Adopting the UAT as an IVOA vocabulary#

Official bibliographic entry for published version [uat-as-upstream1.0].

Status:

uat-as-upstream 1.0 PEN 2022-06-22

1 Introduction#

Several components of the Virtual Observatory (VO) need to reference concepts from astronomy and astrophysics, preferably in a uniform, machine-readable way. A rather prominent example is the element in the resource records described using VOResource [VOResource1.1]; other examples include Concept in VOEvent’s Why section VOEvent or even SSAP’s target class [SSA1.1].

Taking up, among other progenitors, earlier efforts within the VO [1], the Unified Astronomy Thesaurus [2] (UAT) gives a comprehensive, interlinked set of such concepts that, contrary to the IVOA thesaurus, is actively maintained. The American Astronomical Society already requires authors to assign UAT keywords to articles published in their journals.

It therefore made sense for VOResource to adopt the UAT as the source for its subject keywords.

In version 2, released in January 2017, the UAT moved to using language-neutral concept URIs (as in http://astrothesaurus.org/uat/1774 for the concept labeled “Virtual Observatories” at the time of writing); while this is certainly a positive step in a multilingual environment, in the VO, which is essentially English-only, this is an unwelcome complication against having human-readable concept designations. In particular, such resource identifiers would break searching with clear text words, for instance in RegTAP [RegTAP1.1]. Hence, introducing custom identifiers and linking them to the UAT resource identifiers turned out to be highly desirable.
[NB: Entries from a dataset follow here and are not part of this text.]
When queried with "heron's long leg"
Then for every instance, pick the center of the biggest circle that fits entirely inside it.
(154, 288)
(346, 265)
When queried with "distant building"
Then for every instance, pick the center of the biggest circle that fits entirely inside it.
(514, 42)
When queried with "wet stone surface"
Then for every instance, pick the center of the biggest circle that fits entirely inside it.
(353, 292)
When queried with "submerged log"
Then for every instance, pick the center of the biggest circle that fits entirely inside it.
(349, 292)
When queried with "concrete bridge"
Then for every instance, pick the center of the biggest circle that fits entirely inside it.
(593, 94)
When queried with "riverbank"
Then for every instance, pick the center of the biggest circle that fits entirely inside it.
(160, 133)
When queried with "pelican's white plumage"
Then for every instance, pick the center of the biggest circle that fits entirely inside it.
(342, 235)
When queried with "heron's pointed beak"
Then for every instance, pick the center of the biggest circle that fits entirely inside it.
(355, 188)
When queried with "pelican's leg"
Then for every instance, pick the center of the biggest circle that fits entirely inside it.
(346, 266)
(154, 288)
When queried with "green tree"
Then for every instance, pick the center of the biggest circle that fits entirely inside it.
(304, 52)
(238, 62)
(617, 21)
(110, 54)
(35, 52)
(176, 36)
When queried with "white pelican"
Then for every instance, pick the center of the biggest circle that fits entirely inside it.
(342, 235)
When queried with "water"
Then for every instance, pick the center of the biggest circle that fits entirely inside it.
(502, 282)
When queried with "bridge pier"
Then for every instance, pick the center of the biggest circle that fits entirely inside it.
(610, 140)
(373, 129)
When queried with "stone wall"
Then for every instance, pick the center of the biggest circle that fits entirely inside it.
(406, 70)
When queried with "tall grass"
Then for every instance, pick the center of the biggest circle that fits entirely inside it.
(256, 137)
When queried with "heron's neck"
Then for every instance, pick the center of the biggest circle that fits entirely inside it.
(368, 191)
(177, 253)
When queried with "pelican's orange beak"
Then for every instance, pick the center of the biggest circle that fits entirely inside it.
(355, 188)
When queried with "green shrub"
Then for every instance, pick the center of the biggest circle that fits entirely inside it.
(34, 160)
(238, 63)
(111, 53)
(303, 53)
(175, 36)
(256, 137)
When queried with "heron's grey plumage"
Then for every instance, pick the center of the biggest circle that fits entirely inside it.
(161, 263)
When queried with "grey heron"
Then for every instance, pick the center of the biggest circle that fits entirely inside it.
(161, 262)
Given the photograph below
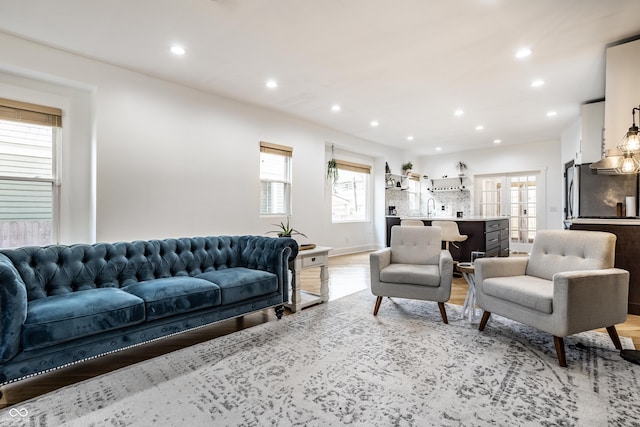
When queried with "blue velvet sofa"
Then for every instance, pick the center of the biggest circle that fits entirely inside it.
(64, 304)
These extra identifiers then open up the possibility to publish the UAT with all guarantees of IVOA vocabularies, including the provision of zero-tooling vocabularies in desise, the simple JSON-based vocabulary format introduced in Vocabularies in the VO, version 2 [Vocabularies2.0]. This will, for instance, simplify the implementation of registry validators or query expanders.
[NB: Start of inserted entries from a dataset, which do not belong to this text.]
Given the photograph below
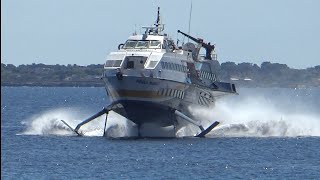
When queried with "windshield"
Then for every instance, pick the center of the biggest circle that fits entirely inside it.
(153, 44)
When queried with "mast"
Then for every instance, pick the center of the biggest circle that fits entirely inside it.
(158, 21)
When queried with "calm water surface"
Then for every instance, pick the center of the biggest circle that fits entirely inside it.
(265, 133)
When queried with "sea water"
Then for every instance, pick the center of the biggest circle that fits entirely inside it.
(263, 133)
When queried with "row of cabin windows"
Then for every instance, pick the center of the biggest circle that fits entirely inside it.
(207, 75)
(173, 66)
(172, 93)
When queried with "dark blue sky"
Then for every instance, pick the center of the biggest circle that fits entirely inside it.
(84, 31)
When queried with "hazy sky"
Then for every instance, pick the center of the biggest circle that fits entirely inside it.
(84, 31)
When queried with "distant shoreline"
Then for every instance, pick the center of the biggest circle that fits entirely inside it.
(268, 75)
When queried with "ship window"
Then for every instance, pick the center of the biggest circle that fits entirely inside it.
(130, 44)
(113, 63)
(175, 93)
(164, 45)
(130, 65)
(152, 64)
(155, 44)
(142, 44)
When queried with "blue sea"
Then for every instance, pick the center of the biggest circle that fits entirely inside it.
(265, 133)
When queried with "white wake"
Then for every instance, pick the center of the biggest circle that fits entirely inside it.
(49, 123)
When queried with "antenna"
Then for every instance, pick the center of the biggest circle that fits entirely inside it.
(190, 19)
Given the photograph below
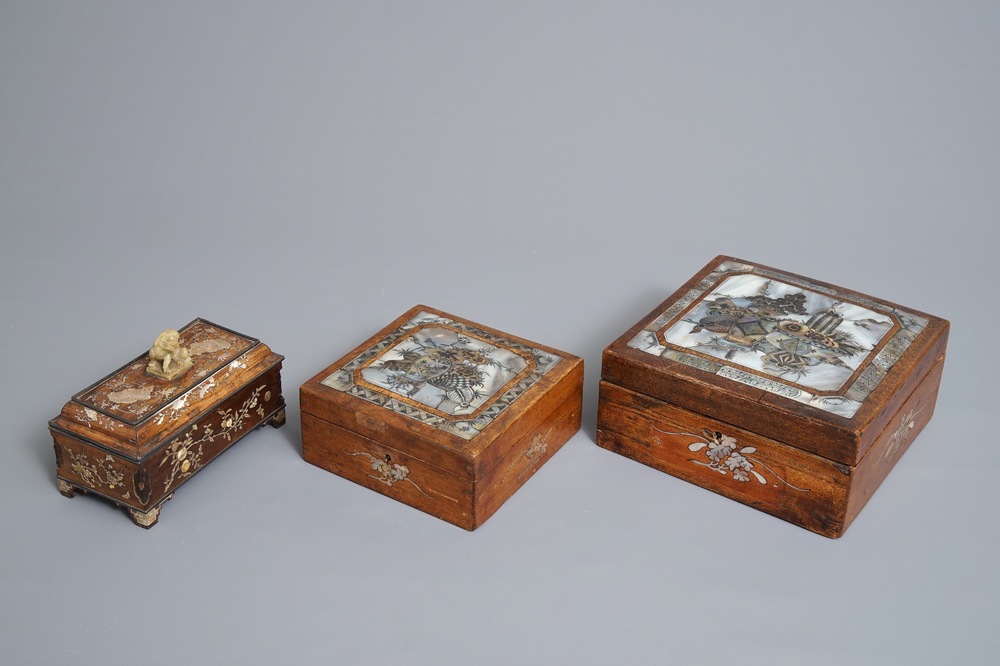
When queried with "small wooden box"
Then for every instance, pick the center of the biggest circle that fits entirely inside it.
(134, 438)
(787, 394)
(442, 414)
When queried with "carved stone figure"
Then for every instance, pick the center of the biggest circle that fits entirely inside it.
(167, 359)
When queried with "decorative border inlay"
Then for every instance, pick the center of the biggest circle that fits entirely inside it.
(902, 434)
(186, 455)
(348, 378)
(99, 474)
(749, 349)
(130, 395)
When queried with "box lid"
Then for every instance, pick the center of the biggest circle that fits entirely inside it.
(803, 362)
(132, 412)
(432, 378)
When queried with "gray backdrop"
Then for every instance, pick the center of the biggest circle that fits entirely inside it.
(305, 172)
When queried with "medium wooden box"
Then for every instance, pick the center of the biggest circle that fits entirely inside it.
(445, 415)
(134, 438)
(790, 395)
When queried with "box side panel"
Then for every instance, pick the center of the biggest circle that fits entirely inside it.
(736, 404)
(421, 441)
(904, 427)
(385, 468)
(544, 435)
(911, 373)
(788, 483)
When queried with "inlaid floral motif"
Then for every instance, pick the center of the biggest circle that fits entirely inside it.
(388, 472)
(99, 474)
(902, 434)
(185, 456)
(724, 455)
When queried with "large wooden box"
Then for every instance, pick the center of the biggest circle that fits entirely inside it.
(787, 394)
(134, 438)
(445, 415)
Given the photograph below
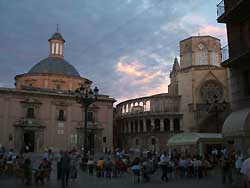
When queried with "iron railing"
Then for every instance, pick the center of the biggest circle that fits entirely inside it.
(220, 8)
(225, 53)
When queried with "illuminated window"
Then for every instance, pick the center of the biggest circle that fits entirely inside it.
(30, 113)
(61, 115)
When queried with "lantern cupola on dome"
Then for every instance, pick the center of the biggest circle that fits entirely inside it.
(56, 44)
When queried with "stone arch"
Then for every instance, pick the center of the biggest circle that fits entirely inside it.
(148, 125)
(176, 125)
(148, 107)
(136, 126)
(167, 125)
(141, 125)
(157, 124)
(132, 126)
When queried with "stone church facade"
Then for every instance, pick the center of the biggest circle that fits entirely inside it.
(42, 110)
(197, 100)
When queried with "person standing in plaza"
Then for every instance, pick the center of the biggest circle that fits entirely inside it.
(245, 170)
(59, 166)
(164, 161)
(65, 168)
(227, 164)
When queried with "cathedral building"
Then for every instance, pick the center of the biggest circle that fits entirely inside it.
(41, 111)
(197, 100)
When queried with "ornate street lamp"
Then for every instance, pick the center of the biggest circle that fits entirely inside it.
(86, 97)
(216, 107)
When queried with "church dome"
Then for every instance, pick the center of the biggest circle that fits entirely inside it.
(54, 65)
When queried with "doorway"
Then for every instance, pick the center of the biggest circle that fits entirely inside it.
(29, 140)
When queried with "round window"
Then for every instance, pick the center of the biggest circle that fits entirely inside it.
(210, 89)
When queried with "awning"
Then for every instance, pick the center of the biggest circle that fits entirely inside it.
(237, 123)
(193, 138)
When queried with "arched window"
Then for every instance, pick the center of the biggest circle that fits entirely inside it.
(209, 89)
(153, 142)
(166, 125)
(132, 127)
(61, 115)
(148, 125)
(176, 125)
(137, 142)
(136, 126)
(30, 113)
(157, 125)
(201, 55)
(141, 125)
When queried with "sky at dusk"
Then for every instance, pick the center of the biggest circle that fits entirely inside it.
(126, 47)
This document will first briefly discuss the current UAT maintenance, then present the mechanisms of mapping the upstream UAT to the IVOA-flavoured UAT, and conclude with a few illustrative examples for how the IVOA-flavoured UAT might be used.

1.1 Role within the VO Architecture#

Fig. uat-as-upstream:fig:archdiag shows the role this document plays within the IVOA architecture [IVOAArchitecture2.0].
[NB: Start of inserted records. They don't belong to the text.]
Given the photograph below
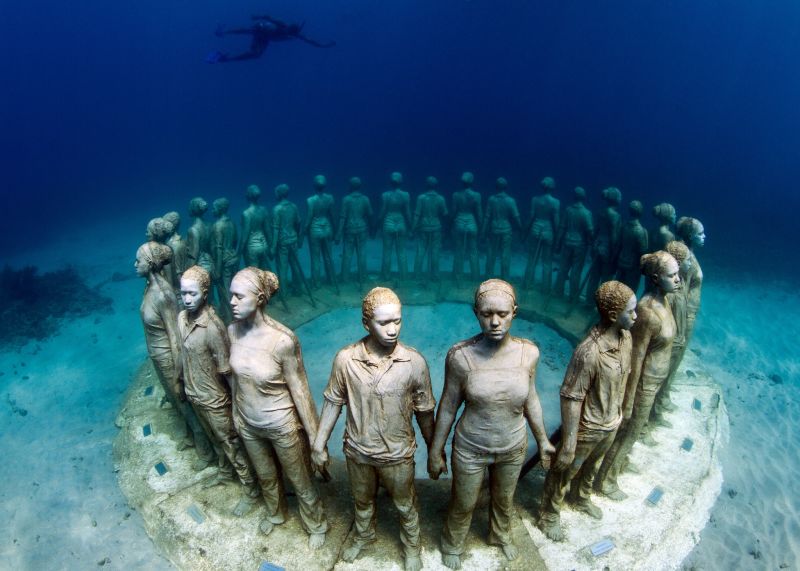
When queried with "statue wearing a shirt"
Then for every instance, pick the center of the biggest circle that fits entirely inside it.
(383, 383)
(591, 407)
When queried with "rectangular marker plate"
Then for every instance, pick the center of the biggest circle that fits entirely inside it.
(655, 496)
(197, 515)
(602, 547)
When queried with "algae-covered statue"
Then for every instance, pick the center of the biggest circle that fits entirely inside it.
(255, 244)
(354, 226)
(319, 230)
(662, 234)
(545, 211)
(634, 244)
(159, 313)
(429, 214)
(591, 407)
(499, 221)
(273, 410)
(574, 236)
(605, 249)
(652, 336)
(493, 374)
(395, 219)
(467, 214)
(383, 383)
(206, 373)
(224, 253)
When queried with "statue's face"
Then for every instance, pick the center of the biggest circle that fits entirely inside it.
(244, 301)
(192, 295)
(495, 312)
(669, 279)
(384, 325)
(627, 317)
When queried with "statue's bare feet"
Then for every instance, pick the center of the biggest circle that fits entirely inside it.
(316, 540)
(413, 563)
(510, 551)
(451, 561)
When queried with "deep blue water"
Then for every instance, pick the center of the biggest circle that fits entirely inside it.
(110, 110)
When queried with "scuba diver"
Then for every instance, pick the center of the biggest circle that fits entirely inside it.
(265, 29)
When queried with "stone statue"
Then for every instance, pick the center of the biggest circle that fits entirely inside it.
(662, 234)
(206, 373)
(395, 217)
(319, 229)
(634, 245)
(354, 226)
(493, 374)
(545, 211)
(499, 221)
(273, 411)
(224, 254)
(605, 249)
(198, 239)
(255, 244)
(574, 236)
(591, 407)
(678, 303)
(692, 233)
(652, 335)
(383, 383)
(467, 214)
(178, 264)
(159, 313)
(429, 213)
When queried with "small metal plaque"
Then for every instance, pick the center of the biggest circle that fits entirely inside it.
(196, 513)
(654, 496)
(602, 547)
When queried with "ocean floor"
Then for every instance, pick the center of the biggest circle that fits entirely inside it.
(61, 508)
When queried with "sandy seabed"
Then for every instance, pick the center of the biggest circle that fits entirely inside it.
(61, 508)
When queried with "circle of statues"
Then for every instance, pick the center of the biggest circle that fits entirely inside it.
(243, 395)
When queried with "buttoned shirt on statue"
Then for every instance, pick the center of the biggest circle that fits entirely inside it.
(381, 395)
(596, 375)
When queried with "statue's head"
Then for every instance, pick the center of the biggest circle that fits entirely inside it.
(495, 307)
(612, 195)
(159, 230)
(173, 218)
(251, 289)
(664, 212)
(220, 206)
(691, 231)
(616, 304)
(195, 283)
(198, 207)
(660, 271)
(381, 315)
(152, 257)
(253, 193)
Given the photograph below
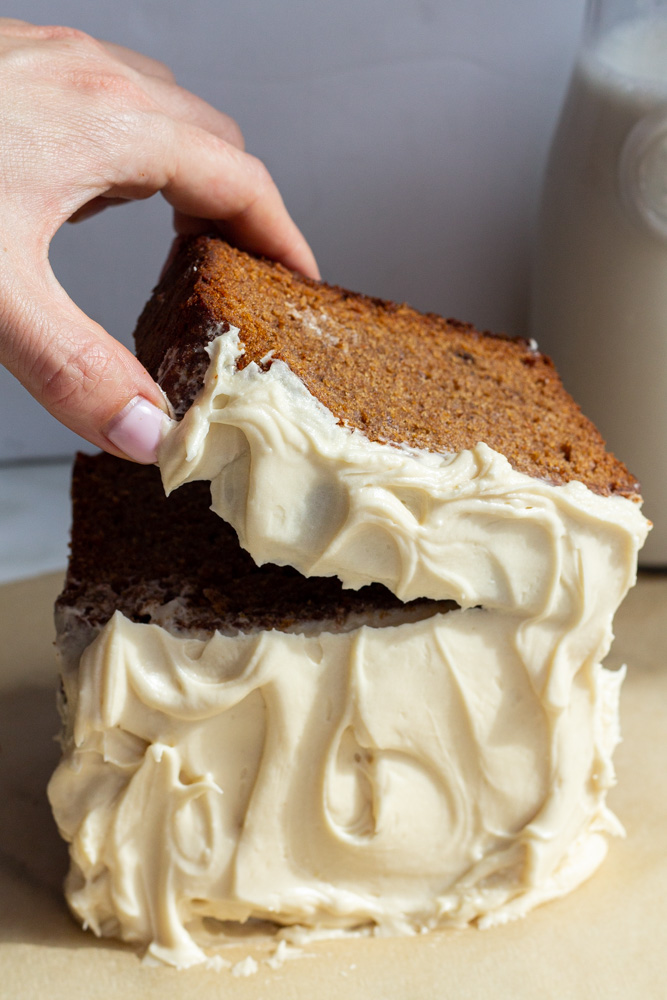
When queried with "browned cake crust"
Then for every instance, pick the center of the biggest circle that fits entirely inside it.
(395, 374)
(135, 550)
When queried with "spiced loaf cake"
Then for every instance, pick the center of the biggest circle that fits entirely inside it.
(370, 694)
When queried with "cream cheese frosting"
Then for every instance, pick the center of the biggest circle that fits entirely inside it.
(302, 490)
(447, 770)
(411, 776)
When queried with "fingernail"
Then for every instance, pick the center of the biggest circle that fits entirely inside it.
(138, 429)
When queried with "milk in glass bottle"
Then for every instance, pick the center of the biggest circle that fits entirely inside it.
(600, 286)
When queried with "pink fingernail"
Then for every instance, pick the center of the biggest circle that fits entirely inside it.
(137, 430)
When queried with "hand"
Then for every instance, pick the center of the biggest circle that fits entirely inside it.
(87, 124)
This note is the normative basis for managing the IVOA artefacts for the UAT as per Vocabularies in the VO 2 [Vocabularies2.0]. It is, in particular, required for realising the recommendation in VOResource 1.1 [VOResource1.1] to use the UAT to assign subject keywords.

2 Upstream UAT Curation#

The UAT is the result of a cooperation between major stakeholders in astronomy, including the ADS, journal publishers, and the IVOA Semantics group []. Since it is available under the CC-BY-SA licence, no major legal barriers exist for re-dissemination by the IVOA.

A steering committee (SC) oversees the adoption of new terms as well as the modification or deprecation of existing terms. This steering committee at this point consists of representatives of several libraries, the AAS, the ADS, the CDS, and IOP publishing [3]. Members of the steering committee have a two year term, with the possibility of renewal. A call for self-nominations to the committee is distributed to various listservs around the time of the AAS Annual meeting (January), and existing SC members vote on and select from the pool of nominations in February. Membership in the SC may be drawn from astronomy societies, astronomy librarians, journal editors, and other subject matter experts.

The UAT has a process for community participation [4] currently based on github.com’s issue tracker, with a mandatory annual review; conveniently from an IVOA perspective, the evaluation period for such reviews runs from May to November and hence, roughly, from the northen spring Interoperability Conference (that might thus be used to present major changes) to the southern spring Interop (where the results of the review process could be discussed).

In the past few years (2018-2020) the annual reviews updated between 100 and 600 concepts and added between 50 and 250.

It is our conviction that the processes employed by the UAT ensure suffient community participation as well as continued evolution of the thesaurus as the domain evolves.

3 Mapping The Upstream UAT#

The adoption of the UAT as an IVOA-distributed vocabulary entails two tasks:

  1. The creation of human-readable concept identifiers.

  2. The generation of the digital artefacts required by Vocabularies in the VO 2.

For task (1), we have developed a program uat2ivo maintained within the UAT folder of the IVOA vocabulary source repository [5].

This program works on the RDF/XML representation that upstream UAT keeps in its version control system. At this point, it will follow the UAT master branch; an extra last-release branch might be considered if it turns out that updates beyond the regular UAT release cycle become necessary.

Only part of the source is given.